As discussed in the book, corporations aim premature quitting: not at the right time but in the middle of an either seemingly hopeless crisis or at too late a stage. We are encouraged to give in during the process. It is also a human reflex to let go of something/somebody when it hurts.

However, expectations could beat logical arguments and reflexes at their own game. When one expects the abyss is only a step, a cradle to success and an obligatory gap between start and mastery, the whole misery factor collapses. When one accepts reality and starts dealing with it, rather than chaotically fighting it back, depressing or panicking: The Abyss turns into a Dip – and suddenly there is a way out. One relocates their resources from investing them in various cul-de-sacs into the beneficial energy depot. The high water river of misdirected energy gradually becomes a channeled stream.

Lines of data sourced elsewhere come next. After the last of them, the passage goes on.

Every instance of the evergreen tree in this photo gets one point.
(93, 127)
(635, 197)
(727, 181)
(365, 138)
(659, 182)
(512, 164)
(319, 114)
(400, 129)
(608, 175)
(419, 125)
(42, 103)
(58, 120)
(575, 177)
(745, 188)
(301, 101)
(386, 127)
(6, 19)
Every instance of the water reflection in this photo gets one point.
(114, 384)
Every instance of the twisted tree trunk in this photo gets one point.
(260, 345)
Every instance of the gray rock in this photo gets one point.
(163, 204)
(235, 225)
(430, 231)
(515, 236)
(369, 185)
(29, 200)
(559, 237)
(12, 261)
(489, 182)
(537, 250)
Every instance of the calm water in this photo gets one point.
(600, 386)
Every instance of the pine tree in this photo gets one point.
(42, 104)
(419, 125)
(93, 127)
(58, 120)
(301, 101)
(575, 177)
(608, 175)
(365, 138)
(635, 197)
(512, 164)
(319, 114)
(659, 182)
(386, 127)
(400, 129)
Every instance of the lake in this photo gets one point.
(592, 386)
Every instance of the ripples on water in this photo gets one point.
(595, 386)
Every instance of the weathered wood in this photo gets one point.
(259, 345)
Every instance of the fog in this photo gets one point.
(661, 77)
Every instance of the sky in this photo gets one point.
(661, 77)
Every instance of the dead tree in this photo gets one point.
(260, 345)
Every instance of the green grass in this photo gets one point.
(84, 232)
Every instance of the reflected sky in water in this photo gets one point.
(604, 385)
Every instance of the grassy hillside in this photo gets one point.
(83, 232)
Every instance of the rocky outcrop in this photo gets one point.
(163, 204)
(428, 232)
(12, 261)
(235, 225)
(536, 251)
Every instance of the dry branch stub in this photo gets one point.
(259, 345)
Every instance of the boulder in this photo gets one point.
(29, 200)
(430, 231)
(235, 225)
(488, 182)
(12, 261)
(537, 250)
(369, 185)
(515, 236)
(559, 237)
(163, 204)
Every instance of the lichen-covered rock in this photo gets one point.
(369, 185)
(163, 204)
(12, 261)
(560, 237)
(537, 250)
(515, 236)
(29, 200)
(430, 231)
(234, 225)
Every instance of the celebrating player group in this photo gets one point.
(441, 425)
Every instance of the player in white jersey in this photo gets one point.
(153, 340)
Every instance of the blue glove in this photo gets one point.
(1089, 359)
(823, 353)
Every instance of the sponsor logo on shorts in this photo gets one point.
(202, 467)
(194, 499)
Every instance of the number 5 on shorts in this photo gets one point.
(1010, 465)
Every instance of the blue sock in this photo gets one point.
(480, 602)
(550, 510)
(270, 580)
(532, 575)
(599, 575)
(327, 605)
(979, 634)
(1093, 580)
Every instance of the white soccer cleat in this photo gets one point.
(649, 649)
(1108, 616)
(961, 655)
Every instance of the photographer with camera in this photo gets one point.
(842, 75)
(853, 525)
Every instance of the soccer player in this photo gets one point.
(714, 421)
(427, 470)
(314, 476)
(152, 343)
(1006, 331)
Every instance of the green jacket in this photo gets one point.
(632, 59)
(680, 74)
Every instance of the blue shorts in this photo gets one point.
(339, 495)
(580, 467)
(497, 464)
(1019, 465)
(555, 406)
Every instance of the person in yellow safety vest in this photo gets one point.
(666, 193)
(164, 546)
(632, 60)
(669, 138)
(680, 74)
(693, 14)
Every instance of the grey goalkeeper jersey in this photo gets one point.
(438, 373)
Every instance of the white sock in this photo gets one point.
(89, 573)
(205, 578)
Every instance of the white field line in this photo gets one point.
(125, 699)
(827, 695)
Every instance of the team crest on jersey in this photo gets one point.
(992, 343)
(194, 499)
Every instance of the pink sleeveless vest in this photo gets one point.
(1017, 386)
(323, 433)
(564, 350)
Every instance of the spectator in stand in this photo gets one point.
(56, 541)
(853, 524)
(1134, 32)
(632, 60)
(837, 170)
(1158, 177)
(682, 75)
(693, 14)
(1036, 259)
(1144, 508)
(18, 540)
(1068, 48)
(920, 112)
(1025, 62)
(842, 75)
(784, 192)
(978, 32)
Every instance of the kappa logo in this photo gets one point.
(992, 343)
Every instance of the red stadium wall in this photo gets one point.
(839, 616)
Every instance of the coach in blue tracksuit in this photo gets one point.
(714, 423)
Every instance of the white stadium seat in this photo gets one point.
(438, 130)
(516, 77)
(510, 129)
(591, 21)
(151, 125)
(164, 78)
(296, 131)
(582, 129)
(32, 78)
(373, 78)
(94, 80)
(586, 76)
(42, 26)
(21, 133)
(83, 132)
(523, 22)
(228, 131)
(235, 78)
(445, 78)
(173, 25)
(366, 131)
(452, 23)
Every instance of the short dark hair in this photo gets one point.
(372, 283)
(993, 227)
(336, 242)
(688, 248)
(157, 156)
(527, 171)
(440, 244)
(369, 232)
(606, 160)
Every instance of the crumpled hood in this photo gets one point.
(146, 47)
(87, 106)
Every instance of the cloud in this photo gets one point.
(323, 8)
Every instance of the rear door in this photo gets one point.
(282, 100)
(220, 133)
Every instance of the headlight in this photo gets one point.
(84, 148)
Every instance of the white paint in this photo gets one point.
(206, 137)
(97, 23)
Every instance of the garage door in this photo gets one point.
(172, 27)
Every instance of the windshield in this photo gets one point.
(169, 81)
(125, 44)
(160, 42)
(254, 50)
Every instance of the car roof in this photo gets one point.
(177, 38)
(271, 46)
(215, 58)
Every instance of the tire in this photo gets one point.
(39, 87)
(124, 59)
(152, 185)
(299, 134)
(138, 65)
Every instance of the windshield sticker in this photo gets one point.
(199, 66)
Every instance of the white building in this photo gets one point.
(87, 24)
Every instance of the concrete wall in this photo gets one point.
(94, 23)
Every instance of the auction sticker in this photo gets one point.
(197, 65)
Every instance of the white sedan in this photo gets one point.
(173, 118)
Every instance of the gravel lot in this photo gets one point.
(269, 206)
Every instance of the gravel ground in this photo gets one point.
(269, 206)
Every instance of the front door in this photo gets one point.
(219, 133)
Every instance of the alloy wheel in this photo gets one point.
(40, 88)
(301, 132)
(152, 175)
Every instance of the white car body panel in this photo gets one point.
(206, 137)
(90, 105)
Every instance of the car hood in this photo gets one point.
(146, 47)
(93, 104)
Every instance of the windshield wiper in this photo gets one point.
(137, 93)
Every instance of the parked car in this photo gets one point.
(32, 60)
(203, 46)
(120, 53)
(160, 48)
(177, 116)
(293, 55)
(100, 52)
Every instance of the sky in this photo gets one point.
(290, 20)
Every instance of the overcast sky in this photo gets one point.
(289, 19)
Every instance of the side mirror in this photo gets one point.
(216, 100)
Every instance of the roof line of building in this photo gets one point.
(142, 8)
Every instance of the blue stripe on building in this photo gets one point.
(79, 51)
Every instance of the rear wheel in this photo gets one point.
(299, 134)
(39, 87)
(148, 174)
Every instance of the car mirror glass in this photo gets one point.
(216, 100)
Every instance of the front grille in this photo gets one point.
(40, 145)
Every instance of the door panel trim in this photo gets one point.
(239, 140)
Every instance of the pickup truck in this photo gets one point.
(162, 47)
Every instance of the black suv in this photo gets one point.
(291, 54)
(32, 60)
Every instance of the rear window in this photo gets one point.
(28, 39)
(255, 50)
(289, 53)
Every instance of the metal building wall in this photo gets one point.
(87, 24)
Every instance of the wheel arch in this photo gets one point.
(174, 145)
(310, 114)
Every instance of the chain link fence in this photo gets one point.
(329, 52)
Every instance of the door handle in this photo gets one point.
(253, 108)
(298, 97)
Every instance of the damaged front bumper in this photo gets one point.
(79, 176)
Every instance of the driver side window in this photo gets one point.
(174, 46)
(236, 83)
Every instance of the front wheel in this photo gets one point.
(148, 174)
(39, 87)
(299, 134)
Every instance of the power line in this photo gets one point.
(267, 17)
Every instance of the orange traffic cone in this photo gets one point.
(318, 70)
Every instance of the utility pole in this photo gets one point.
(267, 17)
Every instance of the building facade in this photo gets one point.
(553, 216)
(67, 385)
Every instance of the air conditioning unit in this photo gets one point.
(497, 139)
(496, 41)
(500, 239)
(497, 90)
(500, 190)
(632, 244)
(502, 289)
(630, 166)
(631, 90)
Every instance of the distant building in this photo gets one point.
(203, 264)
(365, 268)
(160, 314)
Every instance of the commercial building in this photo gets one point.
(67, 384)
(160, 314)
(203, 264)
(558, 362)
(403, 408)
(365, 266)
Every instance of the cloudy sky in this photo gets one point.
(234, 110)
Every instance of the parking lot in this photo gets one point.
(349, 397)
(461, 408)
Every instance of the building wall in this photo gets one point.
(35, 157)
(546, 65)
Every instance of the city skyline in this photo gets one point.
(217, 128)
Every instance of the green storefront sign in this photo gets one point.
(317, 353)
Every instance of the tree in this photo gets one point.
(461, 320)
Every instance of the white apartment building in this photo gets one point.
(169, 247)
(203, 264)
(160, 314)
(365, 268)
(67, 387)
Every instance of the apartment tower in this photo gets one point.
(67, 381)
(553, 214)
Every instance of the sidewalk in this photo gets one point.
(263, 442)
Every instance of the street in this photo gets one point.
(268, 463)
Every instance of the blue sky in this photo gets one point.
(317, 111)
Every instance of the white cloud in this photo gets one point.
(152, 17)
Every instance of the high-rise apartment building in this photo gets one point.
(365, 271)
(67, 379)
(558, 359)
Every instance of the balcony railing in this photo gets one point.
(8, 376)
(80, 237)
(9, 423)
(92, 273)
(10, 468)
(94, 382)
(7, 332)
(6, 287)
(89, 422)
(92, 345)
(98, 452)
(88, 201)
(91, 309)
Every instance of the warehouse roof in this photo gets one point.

My insight from contemplating on the Dip, the Athens story and general decision-making is that the perception of right and wrong could sometimes catch us off guard. Exactly what happened with me and one of my English language students the other day.

We were discussing the difference between present simple and present continuous lying mainly in the progressive action, happening at the time of speaking. After a lot of theory and exercises, I gave my student the following sentence for her to determine whether it is right or wrong:

‘Look! This man over there tries to unlock your car.’

My student told me the sentence was wrong. Immense pride suffused me. ‘So I’ve managed to explain well, and she knows it should be ‘is trying’ – present continuous. Alas!’

‘And why do you think so?’ I asked to fully enjoy this moment of glory.

‘Because it’s wrong! Obviously it is wrong somebody else to try to unlock your car. This is a crime!’

The Dip is what you perceive it to be.